The best slow cooker pot roast made with tender chuck roast, carrots, potatoes, and a savory broth with red wine. Easy, comforting, and full of flavor.
Prepare the roast: Pat chuck roast dry and season generously with salt and pepper. Cut into 2–3 pieces if needed.
Sear the beef by heating ghee in a skillet or your slow cooker (if it has sauté mode). Sear the roast on all sides until browned, about 3–4 minutes per side. Transfer to a plate.
Then add onions and celery to the pot with a pinch of salt and pepper. Sauté for 5–8 minutes until softened. Stir in garlic, tomato paste, thyme, onion powder, and flour. Cook for 1 minute until fragrant.
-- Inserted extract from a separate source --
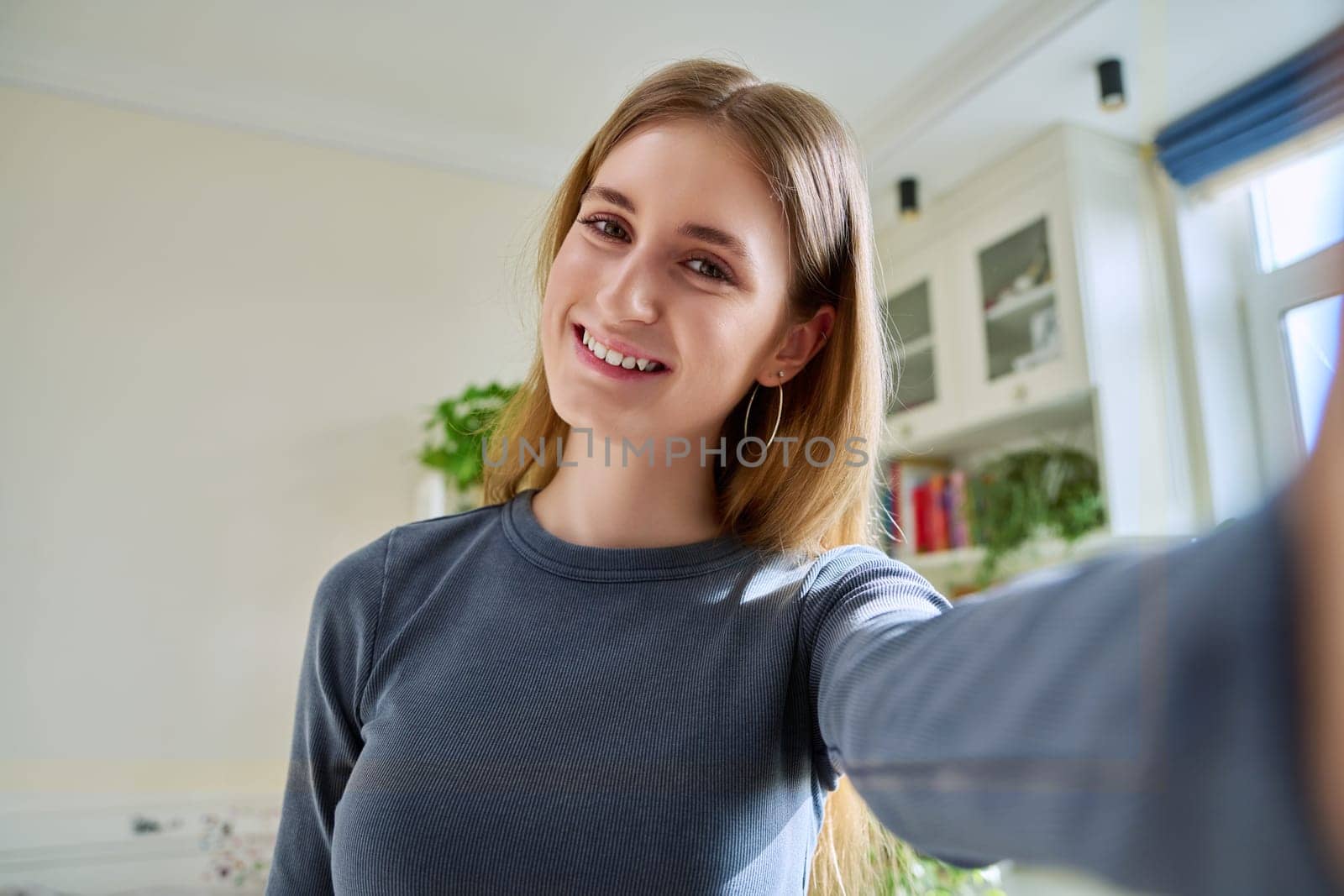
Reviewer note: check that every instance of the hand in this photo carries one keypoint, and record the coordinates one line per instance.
(1316, 527)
Deglaze the pot by pouring in the beef broth and wine. Use a wooden spoon to scrape up all the browned bits from the bottom of the pot. This liquid, along with the onions and garlic, creates the sauce mixture.
Transfer the seared beef to the slow cooker. Pour the sauce mixture from the pot directly over the beef, making sure the onions and liquid are evenly distributed. Cook on low for 10 hours.
Remove bay leaves. Transfer beef and vegetables to a platter. Spoon the sauce over the top. Garnish with parsley and serve with bread or rolls.